Scent is a time machine. Every time I smell a kumquat or a calamansi, a part of me returns to that bitter little house on Pepperwood, where I played with my brothers outside and talked to clouds, running under the citrus trees and squishing fallen suns beneath my feet. During grayer times — El Nino weather, getting grounded, puberty — I was confined to the dull little rooms, separated from my beloved tree, the outdoors, the sky. There, I wrote plaintive little stories about being a lonely little boy who liked other boys, or others about a lonely little boy who wanted to be loved by his dad on the other side of the wall. Zest and pith — they are inextricably linked in my mind.
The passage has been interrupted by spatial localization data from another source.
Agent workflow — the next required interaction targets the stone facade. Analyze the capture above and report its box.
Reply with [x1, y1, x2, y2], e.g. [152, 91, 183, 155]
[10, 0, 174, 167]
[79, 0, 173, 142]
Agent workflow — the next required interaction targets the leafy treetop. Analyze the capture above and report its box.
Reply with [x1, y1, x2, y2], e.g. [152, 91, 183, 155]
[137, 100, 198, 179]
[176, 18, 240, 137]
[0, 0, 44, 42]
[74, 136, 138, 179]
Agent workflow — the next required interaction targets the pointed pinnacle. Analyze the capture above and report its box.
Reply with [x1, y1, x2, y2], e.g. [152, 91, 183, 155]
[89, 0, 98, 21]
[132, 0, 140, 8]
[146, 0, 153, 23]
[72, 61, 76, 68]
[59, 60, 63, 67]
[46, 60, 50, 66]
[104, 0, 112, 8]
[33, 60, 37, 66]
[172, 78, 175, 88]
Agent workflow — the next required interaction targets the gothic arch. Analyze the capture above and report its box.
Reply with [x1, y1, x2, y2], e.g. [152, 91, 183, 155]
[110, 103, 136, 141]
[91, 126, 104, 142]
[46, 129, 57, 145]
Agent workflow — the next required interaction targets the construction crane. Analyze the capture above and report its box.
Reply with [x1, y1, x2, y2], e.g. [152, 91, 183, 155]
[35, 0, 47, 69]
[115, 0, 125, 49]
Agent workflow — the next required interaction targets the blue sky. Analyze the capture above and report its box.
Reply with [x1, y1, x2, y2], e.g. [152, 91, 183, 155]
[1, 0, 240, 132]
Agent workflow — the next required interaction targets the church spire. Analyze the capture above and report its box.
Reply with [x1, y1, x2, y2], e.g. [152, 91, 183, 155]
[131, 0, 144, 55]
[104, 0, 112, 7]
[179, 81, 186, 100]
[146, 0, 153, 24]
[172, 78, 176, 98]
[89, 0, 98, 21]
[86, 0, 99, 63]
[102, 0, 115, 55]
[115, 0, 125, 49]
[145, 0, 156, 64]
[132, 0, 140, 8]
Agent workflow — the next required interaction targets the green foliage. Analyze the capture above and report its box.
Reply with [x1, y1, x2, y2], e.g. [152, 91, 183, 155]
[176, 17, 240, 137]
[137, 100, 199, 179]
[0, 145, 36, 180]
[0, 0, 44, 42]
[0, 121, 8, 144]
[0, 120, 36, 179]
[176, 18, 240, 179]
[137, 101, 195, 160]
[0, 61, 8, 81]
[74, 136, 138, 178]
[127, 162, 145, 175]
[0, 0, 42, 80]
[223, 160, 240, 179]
But mostly, I remember the zest. I especially loved squeezing the little hearts of fruits between one finger at a time, my sharp, feral fingernails capturing a bit of sunshine under the claws. Later, I would sniff my hands to relieve myself of sadness. When it was citrus season — the only discernible season in Orange County — our kitchen housed sunshine, but that only meant the shadows elsewhere were cast in sharper relief.
I haven’t lived in California for 15 years, and I still think about those citrust trees, especially when New York’s grey, dishwater days of winter creep in. Luckily, I now have a slowly growing sweet little thing of a calamansi tree inching skyward in my bedroom; I’ve named her Clementine. The morning light is hers, and I can’t wait to taste it.